A common struggle faced by founding teams is understanding the distinction between creating a technology and creating a business. History’s entrepreneurial graveyard is rife with brilliant, unappreciated inventions — technologies created by talented engineers who, sadly, didn’t know how (or couldn’t be bothered) to convert invention into enterprise.

Even after having read (and believed) all the right books over the last couple of years, our team here at keen.io began the TechStars journey with an alarming blind spot in this area. In one of our very first mentor meetings here at TechStars, I betrayed my own underdeveloped business savvy when I declared that, in five years’ time, “The entire internet should be using us!!” While I still believe this is largely true from a technical perspective, it’s pointless and borderline masturbatory from a business perspective.

Thankfully, we’re getting help with that.

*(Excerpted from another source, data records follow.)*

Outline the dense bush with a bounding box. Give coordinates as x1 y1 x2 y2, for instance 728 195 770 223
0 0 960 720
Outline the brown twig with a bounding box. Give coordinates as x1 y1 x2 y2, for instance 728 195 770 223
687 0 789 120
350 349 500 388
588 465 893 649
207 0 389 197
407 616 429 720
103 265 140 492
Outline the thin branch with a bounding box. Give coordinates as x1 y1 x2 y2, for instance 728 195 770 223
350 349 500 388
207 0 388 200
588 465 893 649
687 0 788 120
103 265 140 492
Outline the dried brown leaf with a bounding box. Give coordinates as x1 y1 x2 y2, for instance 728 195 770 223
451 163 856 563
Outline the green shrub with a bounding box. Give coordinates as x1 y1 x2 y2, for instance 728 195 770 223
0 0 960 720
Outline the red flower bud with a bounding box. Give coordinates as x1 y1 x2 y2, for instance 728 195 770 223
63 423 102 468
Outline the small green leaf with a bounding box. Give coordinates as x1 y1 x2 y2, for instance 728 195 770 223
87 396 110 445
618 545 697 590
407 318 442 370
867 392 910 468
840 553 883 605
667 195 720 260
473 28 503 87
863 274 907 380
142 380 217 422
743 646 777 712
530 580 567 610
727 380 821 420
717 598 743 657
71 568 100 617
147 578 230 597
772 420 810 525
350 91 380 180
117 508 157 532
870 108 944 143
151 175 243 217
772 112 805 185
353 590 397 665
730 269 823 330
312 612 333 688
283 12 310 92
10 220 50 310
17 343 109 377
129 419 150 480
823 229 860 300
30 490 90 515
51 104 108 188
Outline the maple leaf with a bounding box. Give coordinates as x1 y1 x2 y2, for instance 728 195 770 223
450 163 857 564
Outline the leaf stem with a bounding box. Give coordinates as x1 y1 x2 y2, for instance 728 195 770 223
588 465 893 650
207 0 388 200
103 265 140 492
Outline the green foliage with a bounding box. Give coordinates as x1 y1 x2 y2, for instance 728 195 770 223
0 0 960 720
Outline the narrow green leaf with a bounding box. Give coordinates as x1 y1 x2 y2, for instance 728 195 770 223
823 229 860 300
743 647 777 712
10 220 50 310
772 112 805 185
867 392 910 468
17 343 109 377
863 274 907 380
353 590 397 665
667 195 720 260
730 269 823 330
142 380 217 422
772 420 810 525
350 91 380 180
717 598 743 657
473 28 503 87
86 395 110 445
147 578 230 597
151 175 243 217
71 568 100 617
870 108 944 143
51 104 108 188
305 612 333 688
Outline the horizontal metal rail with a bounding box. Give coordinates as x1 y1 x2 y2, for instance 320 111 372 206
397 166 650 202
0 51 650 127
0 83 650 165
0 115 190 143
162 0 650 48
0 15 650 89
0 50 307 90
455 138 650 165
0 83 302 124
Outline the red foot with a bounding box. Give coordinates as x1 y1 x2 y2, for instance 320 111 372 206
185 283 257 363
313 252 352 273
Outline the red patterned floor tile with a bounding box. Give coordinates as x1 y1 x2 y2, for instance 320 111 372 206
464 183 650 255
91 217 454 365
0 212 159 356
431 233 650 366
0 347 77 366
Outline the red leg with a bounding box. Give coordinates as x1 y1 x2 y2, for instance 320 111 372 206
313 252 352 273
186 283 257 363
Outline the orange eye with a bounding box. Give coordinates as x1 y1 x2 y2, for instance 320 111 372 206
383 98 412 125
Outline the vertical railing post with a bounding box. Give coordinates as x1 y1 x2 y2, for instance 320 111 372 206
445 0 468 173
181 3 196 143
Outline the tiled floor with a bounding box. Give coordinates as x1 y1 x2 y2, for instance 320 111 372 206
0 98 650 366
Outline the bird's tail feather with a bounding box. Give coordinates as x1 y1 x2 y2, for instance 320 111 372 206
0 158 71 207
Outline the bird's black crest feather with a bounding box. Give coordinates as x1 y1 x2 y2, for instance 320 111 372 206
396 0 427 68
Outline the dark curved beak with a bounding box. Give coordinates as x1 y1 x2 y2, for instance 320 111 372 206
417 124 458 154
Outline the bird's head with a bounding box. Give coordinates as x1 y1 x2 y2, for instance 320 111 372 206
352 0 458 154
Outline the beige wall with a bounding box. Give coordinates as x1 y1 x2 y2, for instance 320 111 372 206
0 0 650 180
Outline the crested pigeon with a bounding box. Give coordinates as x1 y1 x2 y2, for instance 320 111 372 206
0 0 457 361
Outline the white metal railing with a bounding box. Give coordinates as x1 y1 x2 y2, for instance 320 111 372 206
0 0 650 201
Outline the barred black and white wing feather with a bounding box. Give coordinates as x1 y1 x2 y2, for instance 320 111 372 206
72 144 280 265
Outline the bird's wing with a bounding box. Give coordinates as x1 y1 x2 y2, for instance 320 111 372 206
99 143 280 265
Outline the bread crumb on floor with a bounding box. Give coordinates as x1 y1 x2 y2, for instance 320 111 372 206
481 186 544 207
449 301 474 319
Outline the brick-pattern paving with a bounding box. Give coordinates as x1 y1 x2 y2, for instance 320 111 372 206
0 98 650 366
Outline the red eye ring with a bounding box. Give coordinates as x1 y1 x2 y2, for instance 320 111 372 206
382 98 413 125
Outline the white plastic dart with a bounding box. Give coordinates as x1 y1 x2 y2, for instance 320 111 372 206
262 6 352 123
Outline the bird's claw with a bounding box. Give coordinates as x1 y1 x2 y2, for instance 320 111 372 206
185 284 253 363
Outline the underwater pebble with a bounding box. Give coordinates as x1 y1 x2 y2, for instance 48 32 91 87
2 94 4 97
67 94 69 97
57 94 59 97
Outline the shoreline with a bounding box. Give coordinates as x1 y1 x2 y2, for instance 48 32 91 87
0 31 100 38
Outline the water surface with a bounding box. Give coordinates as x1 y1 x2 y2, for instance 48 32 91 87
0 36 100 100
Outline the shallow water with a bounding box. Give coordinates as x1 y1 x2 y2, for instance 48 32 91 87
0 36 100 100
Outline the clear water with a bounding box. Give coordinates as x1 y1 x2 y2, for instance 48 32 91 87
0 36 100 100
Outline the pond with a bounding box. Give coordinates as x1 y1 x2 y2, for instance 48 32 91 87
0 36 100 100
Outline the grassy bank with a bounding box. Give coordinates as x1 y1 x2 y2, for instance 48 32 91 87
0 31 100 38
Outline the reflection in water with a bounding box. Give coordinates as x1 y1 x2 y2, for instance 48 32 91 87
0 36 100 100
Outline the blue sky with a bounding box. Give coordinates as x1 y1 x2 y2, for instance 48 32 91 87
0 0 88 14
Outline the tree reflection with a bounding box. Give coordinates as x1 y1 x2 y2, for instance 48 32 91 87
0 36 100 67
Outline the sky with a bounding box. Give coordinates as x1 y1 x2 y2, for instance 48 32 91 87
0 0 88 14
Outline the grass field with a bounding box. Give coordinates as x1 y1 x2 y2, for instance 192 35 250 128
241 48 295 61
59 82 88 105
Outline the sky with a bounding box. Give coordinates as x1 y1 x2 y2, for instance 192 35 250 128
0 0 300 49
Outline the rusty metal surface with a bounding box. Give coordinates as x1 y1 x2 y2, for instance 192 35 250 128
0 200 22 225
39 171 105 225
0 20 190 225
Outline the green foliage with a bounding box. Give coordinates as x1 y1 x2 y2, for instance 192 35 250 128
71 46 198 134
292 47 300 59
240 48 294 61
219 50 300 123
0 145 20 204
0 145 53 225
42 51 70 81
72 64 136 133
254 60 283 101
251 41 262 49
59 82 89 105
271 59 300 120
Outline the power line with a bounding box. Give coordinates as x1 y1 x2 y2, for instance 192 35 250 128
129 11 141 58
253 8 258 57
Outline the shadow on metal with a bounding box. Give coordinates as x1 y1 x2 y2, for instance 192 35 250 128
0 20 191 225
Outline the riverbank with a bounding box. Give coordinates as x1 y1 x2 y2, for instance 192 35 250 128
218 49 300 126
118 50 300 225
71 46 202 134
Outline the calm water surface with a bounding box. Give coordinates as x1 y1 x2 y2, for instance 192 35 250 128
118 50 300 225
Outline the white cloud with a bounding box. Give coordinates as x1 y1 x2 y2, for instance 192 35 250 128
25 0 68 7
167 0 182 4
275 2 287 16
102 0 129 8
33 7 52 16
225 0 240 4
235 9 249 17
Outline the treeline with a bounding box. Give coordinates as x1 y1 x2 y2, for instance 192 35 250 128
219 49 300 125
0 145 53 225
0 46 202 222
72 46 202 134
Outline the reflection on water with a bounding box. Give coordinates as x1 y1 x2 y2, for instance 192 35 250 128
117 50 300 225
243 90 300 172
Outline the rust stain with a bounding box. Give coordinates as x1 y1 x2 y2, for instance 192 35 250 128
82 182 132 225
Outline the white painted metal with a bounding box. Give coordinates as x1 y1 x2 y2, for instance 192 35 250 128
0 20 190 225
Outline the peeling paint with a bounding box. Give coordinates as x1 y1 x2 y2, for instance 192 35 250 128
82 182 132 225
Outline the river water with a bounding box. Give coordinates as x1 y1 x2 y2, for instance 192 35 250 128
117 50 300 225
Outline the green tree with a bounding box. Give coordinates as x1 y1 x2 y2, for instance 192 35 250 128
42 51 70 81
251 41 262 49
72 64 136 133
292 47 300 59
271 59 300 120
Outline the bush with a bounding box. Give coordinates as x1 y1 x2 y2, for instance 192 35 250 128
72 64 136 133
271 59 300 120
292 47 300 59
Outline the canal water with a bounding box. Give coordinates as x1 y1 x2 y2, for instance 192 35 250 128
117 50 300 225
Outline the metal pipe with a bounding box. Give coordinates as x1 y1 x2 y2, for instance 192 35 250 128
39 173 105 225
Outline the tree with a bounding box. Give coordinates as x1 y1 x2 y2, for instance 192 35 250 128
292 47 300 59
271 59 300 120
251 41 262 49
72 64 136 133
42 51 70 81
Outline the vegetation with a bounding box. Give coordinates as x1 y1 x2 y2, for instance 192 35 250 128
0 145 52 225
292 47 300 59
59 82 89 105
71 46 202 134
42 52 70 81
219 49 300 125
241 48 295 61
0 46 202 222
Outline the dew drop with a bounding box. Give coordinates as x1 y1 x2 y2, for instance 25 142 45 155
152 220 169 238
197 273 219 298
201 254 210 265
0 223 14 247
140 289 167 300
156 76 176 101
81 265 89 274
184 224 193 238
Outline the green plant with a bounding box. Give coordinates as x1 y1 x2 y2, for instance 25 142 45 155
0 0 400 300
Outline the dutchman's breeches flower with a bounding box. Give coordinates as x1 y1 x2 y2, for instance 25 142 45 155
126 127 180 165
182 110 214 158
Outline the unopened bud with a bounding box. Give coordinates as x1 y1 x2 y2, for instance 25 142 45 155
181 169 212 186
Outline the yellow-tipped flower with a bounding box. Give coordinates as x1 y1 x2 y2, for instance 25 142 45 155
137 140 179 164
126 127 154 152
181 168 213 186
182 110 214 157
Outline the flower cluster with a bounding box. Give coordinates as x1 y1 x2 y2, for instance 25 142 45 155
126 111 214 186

On day 1 at TechStars, David Cohen made it pretty clear that, however many customers you’re talking to right now, you should probably be talking to more. During the first month of this program, ten customer calls per week is the minimum (not counting friendlies like your old boss, your buddy at company X, etc.). Four weeks later, I can tell you that this has been much more difficult and much more important than we anticipated.

If focusing on customer development means, like it did for us, not writing any code for a month straight, then so be it! It’s the only way you can be sure you’re creating something people actually want, not just something they should want.